US 12,462,610 B2
Video understanding neural network systems and methods using the same
Zibo Meng, Palo Alto, CA (US); Ming Chen, Palo Alto, CA (US); and Chiuman Ho, Palo Alto, CA (US)
Assigned to GUANGDONG OPPO MOBILE TELECOMMUNICATIONS CORP., LTD., Guangdong (CN)
Filed by GUANGDONG OPPO MOBILE TELECOMMUNICATIONS CORP., LTD., Guangdong (CN)
Filed on Nov. 30, 2021, as Appl. No. 17/538,512.
Application 17/538,512 is a continuation of application No. PCT/CN2019/122358, filed on Dec. 2, 2019.
Claims priority of provisional application 62/855,489, filed on May 31, 2019.

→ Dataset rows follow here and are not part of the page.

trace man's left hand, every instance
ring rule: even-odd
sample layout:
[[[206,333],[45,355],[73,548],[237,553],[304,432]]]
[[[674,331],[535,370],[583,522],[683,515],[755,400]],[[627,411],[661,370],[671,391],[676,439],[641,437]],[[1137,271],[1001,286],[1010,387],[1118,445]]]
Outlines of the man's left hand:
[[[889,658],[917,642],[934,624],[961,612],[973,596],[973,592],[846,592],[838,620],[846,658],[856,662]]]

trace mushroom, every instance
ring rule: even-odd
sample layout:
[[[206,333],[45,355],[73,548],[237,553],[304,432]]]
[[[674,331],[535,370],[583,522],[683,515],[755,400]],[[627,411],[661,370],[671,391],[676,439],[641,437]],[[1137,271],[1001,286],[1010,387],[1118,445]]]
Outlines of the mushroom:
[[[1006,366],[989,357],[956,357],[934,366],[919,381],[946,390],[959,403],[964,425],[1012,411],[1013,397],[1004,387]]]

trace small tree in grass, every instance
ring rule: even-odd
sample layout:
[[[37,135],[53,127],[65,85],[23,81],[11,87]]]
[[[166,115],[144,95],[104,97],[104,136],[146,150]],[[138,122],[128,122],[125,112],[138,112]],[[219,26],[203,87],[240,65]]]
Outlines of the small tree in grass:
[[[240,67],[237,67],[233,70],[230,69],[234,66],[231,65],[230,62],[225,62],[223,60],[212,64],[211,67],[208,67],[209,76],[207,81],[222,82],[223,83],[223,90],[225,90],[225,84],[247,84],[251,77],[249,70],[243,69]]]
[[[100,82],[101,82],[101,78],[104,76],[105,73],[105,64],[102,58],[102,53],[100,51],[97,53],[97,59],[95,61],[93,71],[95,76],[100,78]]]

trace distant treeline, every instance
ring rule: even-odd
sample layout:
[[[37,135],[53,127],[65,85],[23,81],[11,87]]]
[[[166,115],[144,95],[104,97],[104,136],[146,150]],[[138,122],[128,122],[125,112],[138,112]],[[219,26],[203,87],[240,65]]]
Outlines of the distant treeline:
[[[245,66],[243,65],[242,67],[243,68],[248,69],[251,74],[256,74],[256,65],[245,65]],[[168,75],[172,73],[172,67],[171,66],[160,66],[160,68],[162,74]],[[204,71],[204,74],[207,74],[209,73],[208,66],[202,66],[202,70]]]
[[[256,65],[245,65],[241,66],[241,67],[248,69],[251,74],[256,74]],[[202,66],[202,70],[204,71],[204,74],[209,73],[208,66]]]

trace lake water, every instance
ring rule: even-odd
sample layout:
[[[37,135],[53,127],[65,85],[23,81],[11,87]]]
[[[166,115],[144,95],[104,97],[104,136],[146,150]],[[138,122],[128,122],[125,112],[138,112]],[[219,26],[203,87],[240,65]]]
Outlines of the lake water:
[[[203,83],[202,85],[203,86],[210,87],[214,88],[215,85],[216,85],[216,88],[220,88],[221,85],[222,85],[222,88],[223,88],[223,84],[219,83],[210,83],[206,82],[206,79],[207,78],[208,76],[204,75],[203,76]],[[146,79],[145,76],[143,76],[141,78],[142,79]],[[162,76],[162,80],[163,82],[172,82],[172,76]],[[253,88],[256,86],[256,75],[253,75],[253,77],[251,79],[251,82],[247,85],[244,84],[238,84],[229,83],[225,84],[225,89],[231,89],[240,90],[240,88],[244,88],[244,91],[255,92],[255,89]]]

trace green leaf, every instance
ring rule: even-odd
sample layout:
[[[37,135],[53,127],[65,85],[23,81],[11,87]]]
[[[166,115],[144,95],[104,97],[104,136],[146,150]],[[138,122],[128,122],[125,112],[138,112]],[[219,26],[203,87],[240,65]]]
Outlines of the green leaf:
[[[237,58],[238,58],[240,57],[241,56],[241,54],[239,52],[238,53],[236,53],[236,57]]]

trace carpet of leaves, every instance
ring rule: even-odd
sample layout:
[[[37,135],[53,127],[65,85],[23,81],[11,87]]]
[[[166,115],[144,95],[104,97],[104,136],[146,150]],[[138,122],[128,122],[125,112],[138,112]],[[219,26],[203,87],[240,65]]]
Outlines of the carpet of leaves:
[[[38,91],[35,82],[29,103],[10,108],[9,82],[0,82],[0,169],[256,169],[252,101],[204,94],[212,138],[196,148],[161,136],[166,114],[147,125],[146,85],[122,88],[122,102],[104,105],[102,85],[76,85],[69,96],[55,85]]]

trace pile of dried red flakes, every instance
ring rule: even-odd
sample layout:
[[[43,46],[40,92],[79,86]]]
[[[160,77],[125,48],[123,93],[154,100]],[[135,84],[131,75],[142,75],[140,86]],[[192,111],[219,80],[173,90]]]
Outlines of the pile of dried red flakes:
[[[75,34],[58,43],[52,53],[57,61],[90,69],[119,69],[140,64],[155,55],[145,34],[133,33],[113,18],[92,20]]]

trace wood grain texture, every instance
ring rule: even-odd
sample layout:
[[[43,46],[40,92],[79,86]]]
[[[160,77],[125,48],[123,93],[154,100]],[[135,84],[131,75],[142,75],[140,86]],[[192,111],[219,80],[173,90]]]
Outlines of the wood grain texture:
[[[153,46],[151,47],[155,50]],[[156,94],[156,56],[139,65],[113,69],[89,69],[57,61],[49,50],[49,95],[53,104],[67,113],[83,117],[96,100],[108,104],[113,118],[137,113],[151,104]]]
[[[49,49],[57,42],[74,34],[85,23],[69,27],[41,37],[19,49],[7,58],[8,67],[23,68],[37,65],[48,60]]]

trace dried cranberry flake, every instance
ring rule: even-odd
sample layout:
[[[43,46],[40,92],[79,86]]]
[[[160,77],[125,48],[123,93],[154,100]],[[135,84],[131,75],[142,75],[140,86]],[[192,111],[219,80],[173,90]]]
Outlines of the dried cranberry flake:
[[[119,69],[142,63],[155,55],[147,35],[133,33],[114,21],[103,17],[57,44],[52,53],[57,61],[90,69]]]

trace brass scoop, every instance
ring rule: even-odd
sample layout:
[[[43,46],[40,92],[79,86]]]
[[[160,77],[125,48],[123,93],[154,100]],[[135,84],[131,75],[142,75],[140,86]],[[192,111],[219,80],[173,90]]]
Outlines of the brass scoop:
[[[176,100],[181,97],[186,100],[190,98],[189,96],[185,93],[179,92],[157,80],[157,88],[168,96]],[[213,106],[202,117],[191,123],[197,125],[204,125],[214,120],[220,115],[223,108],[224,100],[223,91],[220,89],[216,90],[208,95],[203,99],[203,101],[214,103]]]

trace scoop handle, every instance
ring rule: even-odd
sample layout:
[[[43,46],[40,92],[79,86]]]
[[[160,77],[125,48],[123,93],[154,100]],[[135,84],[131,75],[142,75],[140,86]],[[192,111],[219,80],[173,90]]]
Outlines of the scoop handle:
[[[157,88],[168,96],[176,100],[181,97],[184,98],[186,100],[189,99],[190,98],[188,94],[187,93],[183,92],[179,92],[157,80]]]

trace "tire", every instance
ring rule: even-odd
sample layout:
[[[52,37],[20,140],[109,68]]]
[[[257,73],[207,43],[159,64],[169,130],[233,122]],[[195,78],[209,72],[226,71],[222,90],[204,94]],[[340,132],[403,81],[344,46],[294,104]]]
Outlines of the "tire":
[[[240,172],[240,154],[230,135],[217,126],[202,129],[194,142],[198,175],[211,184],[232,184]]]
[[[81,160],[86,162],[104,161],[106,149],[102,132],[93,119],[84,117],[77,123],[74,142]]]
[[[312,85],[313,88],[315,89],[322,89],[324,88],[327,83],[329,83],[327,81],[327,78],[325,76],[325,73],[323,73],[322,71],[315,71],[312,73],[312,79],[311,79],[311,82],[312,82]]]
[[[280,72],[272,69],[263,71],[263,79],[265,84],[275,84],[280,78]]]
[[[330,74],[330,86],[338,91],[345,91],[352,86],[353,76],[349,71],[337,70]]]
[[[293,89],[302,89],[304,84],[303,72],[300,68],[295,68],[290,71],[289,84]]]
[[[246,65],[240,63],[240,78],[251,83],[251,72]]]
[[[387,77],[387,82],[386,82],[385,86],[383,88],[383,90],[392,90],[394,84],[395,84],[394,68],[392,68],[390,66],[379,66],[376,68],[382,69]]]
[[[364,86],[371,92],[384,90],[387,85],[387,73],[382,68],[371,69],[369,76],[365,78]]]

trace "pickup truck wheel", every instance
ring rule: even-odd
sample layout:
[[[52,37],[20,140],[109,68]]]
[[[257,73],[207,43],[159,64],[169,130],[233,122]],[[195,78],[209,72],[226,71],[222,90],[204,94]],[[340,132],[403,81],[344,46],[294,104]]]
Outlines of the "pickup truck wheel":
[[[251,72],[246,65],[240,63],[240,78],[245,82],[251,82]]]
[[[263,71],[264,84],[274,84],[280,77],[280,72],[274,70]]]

Prior Publication US 2022/0157059 A1, May 19, 2022
Int. Cl. G06V 40/20 (2022.01); G06N 3/045 (2023.01); G06N 3/048 (2023.01); G06T 3/4046 (2024.01); G06V 10/44 (2022.01); G06V 10/77 (2022.01); G06V 10/82 (2022.01); G06V 20/40 (2022.01)
CPC G06V 40/23 (2022.01) [G06T 3/4046 (2013.01); G06V 10/454 (2022.01); G06V 10/7715 (2022.01); G06V 10/82 (2022.01); G06V 20/41 (2022.01); G06V 20/46 (2022.01); G06N 3/045 (2023.01); G06N 3/048 (2023.01)] 20 Claims
OG exemplary drawing
 
1. A neural network system implemented by one or more electronic devices, comprising a target neural network block configured to be inserted between a first baseline neural network block and a second baseline neural network block of a baseline neural network, the target neural network block including:
at least one pooling unit to:
receive an input feature map outputted by the first baseline neural network block processing an image,
temporally pooling the input feature map into at least one intermediate feature map;
at least one other processing unit to:
temporally process the at least one intermediate feature map to a residual feature map; and
generate an output feature map configured for inputting into the second baseline neural network block by combining the residual feature map with the input feature map;
wherein temporal information extracted by the target neural network block is different from temporal information extracted by the baseline neural network.